Once a dataset is loaded, the tab switches to the loaded-state view and enables the preview tools and details panels.

Right side (top): Actions + saved state¶

At the top of the loaded-state view is an action row with the common dataset operations:

Load…: open/browse and load a dataset.
Edit…: open the dataset editor workflow.
Save / Save as…: persist changes.
Reload: discard unsaved edits and reload from disk.
Insights checkbox: toggles the Auto-Insights pane.

These actions are emitted as requests (signals) and handled by the main window / controller layer (so I/O and dialogs stay centralized).
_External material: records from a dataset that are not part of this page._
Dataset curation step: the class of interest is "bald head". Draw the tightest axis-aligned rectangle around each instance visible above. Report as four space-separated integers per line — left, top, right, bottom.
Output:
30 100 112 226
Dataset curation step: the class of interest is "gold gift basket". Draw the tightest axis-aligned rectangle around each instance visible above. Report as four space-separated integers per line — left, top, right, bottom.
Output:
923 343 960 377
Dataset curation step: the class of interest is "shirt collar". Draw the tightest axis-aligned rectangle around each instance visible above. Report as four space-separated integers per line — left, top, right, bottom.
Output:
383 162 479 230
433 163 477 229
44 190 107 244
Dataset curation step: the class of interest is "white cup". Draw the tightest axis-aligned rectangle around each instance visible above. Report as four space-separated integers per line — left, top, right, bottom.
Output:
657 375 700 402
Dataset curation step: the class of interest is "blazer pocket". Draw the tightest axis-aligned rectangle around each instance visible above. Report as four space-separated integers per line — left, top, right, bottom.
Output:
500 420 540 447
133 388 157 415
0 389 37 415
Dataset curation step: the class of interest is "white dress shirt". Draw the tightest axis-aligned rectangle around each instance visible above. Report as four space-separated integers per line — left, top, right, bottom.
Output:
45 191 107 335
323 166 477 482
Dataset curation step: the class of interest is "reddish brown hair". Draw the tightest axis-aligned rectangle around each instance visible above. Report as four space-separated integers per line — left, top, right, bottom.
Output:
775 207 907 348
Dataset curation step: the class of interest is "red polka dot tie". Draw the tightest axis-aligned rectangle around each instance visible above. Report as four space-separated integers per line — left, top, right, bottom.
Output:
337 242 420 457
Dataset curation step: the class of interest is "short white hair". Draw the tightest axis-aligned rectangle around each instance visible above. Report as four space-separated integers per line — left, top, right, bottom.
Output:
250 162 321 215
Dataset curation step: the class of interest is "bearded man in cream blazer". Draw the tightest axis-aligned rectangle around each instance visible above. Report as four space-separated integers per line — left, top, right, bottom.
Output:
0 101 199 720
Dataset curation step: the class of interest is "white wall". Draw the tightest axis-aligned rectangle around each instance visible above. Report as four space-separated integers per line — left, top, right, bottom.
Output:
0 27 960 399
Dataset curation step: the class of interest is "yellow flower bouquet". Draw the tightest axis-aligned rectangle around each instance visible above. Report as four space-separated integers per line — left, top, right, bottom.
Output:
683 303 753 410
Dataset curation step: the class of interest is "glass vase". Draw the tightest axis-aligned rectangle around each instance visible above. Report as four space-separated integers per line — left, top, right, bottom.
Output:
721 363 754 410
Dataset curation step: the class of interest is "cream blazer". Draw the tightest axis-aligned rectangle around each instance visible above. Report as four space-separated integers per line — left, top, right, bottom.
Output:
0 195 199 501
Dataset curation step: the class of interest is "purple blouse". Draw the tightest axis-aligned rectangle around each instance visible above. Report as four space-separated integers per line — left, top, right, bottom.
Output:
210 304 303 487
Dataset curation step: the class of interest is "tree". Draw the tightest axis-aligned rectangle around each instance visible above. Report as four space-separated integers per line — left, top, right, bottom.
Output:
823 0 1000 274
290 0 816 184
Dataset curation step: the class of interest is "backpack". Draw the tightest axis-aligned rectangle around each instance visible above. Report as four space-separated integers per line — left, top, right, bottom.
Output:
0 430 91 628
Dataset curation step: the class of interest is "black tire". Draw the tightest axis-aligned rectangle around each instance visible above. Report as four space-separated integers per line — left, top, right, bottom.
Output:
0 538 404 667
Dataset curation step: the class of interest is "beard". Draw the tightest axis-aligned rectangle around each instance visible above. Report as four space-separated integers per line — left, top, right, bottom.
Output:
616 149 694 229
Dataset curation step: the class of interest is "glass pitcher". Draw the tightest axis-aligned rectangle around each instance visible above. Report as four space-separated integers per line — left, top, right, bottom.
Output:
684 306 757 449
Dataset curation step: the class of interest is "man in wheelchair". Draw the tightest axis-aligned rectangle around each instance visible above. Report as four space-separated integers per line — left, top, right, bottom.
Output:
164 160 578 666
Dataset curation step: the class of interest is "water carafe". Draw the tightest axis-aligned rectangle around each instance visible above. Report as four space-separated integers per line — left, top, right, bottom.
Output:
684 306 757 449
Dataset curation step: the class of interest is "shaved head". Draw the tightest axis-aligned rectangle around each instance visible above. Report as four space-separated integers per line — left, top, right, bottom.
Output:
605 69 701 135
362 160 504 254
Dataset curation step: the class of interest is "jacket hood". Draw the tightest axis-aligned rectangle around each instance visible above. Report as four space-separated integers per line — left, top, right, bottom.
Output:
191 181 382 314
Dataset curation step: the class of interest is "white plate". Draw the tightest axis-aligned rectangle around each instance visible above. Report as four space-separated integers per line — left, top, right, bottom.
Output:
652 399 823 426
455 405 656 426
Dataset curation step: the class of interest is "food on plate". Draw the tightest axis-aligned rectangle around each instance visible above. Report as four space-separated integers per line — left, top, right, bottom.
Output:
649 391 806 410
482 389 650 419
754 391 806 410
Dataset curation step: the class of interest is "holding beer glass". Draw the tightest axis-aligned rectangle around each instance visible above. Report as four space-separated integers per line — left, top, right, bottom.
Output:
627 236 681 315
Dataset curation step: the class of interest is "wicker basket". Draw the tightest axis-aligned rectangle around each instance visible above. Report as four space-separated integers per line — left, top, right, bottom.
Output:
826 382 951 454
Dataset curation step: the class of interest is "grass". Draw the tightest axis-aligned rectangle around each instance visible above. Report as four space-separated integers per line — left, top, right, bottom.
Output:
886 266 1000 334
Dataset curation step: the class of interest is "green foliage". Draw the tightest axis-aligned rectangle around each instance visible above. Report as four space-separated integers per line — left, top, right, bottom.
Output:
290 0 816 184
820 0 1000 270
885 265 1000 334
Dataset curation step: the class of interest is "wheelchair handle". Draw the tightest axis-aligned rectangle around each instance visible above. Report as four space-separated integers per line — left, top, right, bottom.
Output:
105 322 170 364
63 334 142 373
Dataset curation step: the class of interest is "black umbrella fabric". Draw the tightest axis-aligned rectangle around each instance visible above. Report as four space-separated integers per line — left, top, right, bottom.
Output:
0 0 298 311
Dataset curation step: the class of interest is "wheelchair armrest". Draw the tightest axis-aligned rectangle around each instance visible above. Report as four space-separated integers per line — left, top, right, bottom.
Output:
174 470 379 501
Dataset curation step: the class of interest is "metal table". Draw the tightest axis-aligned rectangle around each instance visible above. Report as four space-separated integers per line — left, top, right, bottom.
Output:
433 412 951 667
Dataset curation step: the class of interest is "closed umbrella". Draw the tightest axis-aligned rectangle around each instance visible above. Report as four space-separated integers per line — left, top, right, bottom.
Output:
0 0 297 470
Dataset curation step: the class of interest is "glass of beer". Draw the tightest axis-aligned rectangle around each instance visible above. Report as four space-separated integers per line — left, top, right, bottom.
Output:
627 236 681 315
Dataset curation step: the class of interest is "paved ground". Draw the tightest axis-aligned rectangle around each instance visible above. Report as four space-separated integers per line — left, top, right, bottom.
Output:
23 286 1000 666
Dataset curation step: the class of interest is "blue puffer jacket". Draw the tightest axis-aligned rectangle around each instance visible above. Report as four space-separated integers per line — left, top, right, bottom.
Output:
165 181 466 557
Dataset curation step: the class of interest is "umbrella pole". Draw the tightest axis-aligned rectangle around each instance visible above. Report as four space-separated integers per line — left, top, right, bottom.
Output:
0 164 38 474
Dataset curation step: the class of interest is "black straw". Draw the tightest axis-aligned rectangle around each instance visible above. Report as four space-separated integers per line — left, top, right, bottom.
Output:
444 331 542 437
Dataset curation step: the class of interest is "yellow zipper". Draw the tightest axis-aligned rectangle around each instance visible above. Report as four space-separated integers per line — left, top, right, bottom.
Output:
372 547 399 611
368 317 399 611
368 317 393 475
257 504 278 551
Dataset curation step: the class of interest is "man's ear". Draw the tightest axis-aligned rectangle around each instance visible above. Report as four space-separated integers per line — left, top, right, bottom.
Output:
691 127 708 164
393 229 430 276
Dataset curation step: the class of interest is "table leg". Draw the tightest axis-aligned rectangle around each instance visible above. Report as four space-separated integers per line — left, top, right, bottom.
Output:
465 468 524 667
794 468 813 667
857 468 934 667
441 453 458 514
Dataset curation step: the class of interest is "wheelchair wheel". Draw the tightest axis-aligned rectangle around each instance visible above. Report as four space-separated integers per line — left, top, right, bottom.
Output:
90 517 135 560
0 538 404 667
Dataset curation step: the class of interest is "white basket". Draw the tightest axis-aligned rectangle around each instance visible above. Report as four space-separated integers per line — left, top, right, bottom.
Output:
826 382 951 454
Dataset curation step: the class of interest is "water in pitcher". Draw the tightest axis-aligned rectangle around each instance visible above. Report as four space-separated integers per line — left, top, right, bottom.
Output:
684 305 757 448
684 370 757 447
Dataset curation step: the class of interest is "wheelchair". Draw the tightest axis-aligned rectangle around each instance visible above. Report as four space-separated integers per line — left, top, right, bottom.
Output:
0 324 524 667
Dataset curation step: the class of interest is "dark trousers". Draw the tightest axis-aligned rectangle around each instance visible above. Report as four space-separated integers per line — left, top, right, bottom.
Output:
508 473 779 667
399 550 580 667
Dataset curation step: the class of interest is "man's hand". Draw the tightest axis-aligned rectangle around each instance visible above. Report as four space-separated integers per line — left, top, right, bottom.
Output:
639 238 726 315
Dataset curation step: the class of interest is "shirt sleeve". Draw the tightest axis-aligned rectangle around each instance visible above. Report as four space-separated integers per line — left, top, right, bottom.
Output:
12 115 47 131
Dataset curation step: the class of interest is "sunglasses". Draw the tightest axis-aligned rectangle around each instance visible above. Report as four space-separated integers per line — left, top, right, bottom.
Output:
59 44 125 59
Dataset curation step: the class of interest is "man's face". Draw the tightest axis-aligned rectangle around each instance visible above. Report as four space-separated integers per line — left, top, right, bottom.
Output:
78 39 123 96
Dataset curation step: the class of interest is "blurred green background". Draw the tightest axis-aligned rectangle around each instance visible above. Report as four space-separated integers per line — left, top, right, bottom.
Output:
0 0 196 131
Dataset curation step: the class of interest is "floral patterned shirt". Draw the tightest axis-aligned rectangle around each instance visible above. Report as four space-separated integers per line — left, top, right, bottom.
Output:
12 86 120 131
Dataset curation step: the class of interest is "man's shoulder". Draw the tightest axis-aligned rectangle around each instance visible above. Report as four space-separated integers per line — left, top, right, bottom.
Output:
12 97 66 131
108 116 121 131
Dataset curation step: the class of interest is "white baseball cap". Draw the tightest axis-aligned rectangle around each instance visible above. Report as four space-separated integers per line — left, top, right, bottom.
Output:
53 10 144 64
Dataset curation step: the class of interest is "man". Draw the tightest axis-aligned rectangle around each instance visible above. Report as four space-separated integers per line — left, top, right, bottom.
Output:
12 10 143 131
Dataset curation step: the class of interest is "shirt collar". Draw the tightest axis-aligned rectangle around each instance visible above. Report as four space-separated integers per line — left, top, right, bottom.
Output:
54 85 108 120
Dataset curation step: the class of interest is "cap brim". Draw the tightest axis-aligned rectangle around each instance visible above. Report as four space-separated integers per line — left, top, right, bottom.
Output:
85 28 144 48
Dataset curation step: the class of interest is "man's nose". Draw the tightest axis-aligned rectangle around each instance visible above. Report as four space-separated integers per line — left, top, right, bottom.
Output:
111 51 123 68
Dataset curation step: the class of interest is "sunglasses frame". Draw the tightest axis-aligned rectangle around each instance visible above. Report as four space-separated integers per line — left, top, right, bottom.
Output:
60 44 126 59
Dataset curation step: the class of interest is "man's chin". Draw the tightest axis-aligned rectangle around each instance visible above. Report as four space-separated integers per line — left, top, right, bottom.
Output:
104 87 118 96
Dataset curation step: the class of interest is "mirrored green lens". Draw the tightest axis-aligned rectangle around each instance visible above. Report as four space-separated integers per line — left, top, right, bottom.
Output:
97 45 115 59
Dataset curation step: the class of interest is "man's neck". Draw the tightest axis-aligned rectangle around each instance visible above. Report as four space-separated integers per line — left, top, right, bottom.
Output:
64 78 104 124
A small state label indicates whether the current dataset has unsaved changes. The tab tracks a dirty flag and shows “Unsaved changes” or “Saved” accordingly; the Save button is enabled only when the dataset is dirty.:contentReference[oaicite:12]{index=12}

Right side: Results root field (run location)¶

Just below the action row you’ll see the results root path field. This is the base directory where GeoPrior runs and outputs are stored. The field is set by set_results_root() and also drives whether the “open results root” action is enabled.

Tip

When the results root is long, the UI positions the cursor at the end of the path so the most informative part (the folder name) is visible immediately.

Right side: Preview table + column filtering¶

The central widget is a table preview of the loaded dataset.

Filter columns… filters the displayed columns by name substring. This does not delete columns; it only narrows what you see in the preview. The filter is applied when refreshing the preview model.
Rows: controls how many rows are shown in the preview (the tab displays df.head(n)). This keeps the GUI responsive even for large datasets.

The preview uses a role-aware table model (RolePandasModel) so the column headers can reflect role assignments (you’ll typically see a dropdown marker and, when mapped, a role label like longitude ▾ [Longitude]).

Column roles and mapping (the key GeoPrior contract)¶

GeoPrior needs specific semantic columns (time, lon/lat, subsidence target, groundwater depth, etc.). In the Data tab, column→role mapping is managed by a ColumnRoleMapper and is refreshed whenever a dataset is loaded. The tab attempts an auto-assign step (best-effort), then emits a feature-overrides patch for the rest of the application to consume.

How to change a role mapping

From the column header, open the role menu and choose the appropriate role. You can also set the mapping to None to unassign a role. After a change, the tab:

updates the mapping,
emits the overrides patch,
refreshes the preview table,
refreshes the dataset details panel (so the required-role status is immediately updated).

How mappings affect saving

When saving, the tab can apply a rename map derived from your role assignments (so the dataset on disk can be normalized to expected column names). This is done in dataframe_for_save() (returns either the raw DataFrame or a renamed copy).

Auto-Insights (bottom pane)¶

When Insights is enabled, the tab shows a bottom pane that produces quick plots/statistics based on the current preview slice and (when supported) your current selection in the table. Internally, the insights controller uses the same preview data the table is showing. The pane can be fully hidden/shown by resizing a splitter: checked → visible; unchecked → collapsed.

In practice, you use Auto-Insights to quickly spot:

missingness patterns,
obvious categorical vs numeric issues,
suspicious value ranges,
whether important features co-vary in unexpected ways (e.g., a quick cross-tab heatmap for two categorical fields, as shown in the example screenshot).

Note

Auto-Insights is designed for fast feedback, not full EDA. For deeper validation, use the Tools tab (dataset explorer / manifest validators) once those tools are available in your build.